What causes a biochemical pregnancy?

Several attributable factors have been proposed but the exact relationship is unknown. These factors include:

Endometrial thickness and pattern:
Biochemical pregnancies are related to endometrial thickness and pattern, but are unrelated to maternal age or previous pregnancy loss. Neither biochemical pregnancy nor clinical spontaneous miscarriage is related to estradiol or luteinizing hormone (LH) levels on the day of hCG administration or LH surge. In other words checking hormone levels before conception can’t predict which pregnancies will be healthy and which will go on to unfortunately miscarry.

It is becoming clearer that the genetic make-up of the oocyte (egg) is pivotal to early embryo development.
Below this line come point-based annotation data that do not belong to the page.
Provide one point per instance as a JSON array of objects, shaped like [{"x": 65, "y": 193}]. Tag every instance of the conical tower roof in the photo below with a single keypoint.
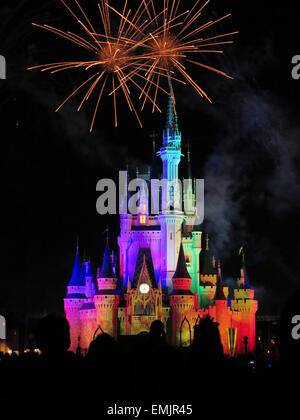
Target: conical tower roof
[
  {"x": 219, "y": 294},
  {"x": 188, "y": 167},
  {"x": 86, "y": 270},
  {"x": 76, "y": 278},
  {"x": 206, "y": 261},
  {"x": 107, "y": 270},
  {"x": 181, "y": 270},
  {"x": 244, "y": 275}
]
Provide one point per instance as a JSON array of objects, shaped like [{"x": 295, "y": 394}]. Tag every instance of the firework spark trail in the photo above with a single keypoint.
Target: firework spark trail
[
  {"x": 171, "y": 43},
  {"x": 115, "y": 55},
  {"x": 144, "y": 50}
]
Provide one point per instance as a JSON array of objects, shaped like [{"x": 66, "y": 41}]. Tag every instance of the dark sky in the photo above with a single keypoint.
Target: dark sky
[{"x": 245, "y": 146}]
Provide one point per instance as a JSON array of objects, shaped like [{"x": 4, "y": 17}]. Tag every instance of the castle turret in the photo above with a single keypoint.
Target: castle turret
[
  {"x": 243, "y": 282},
  {"x": 87, "y": 279},
  {"x": 245, "y": 303},
  {"x": 223, "y": 314},
  {"x": 208, "y": 277},
  {"x": 182, "y": 302},
  {"x": 107, "y": 297},
  {"x": 171, "y": 216},
  {"x": 73, "y": 302}
]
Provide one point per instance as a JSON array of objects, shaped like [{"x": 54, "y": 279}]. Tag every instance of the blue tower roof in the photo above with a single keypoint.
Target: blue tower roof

Recent hypotheses point to the presence of two distinct mechanisms of early embryo loss. The first is nondisjunction (absence of segregation) of chromosomes at the time of cell division and the second is cytoplasmic and energy supply incompetence in the early embryo. Meaning that the abnormal genetic material may come about in the egg or in the sperm even before conception or after they fuse to create an embryo in the very first days after conception.

What about Stress?
Day-to-day stress, intense exercise and lifting heavy objects are not considered by scientific evidence as causes of miscarriages. The only result of these persistent fallacies is a lot of unnecessary guilt and suffering for women today.

Clearly, to the IVF patient, the diagnosis of a biochemical pregnancy represents a severe disappointment. However its occurrence provides clear evidence that at least one embryo reached the advanced preimplantation phase of development (the blastocyst stage), went on to “hatch” and attempted to implant. As such, a biochemical pregnancy can often be regarded as being a “dark cloud that has a silver lining” because it offers the hope of a successful clinical pregnancy in the future.